The US Dollar (USD) found firmer terrain at the start of the week and received some help in late European hours from President Trump’s claim that tariffs on Canada and Mexico are moving ahead. The 25% duties were delayed by one month at the start of February, and Monday 3 March is the new deadline to avert a USMCA trade war, ING’s FX analysts Francesco Pesole notes.

USD can edge back lower today

“We’d not be surprised to see Trump raise the tariff threat until the last minute to gain negotiating leverage, like in February. Our working assumption remains that 25% tariffs on Mexico and Canada won’t materialise, and markets are also pricing in only a modest risk of that happening. We could see FX taking the threat more seriously along the week, so USD/CAD and USD/MXN face near-term upside risks.”

“On the data side, expect quite a lot of scrutiny on today’s Conference Board consumer confidence. The index jumped in November after the US election but declined in December and January. Consensus is looking at another slowdown to 102.5 from 104.1, with 100 potentially being the pain level for a market reaction. We’ll also see the Richmond Fed indices today after regional Fed activity measures (from Chicago and Dallas) came in soft yesterday.”

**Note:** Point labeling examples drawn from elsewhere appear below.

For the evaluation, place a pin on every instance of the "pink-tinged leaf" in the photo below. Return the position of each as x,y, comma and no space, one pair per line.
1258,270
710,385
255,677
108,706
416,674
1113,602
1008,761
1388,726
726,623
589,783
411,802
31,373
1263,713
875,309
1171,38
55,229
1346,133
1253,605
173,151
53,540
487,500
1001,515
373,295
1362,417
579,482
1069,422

“We outlined yesterday how we did not expect this week to have one-way traffic in the dollar. The upside risks for USD today primarily stem from other hawkish comments on tariffs by Trump or other US officials. Barring that, and considering the market’s tendency to call the bluff on tariffs, we think the dollar can edge back lower today as consumer confidence risks disappointing. That would feed into a growing narrative of softening consumption, and favour some dovish repricing of Fed expectations.”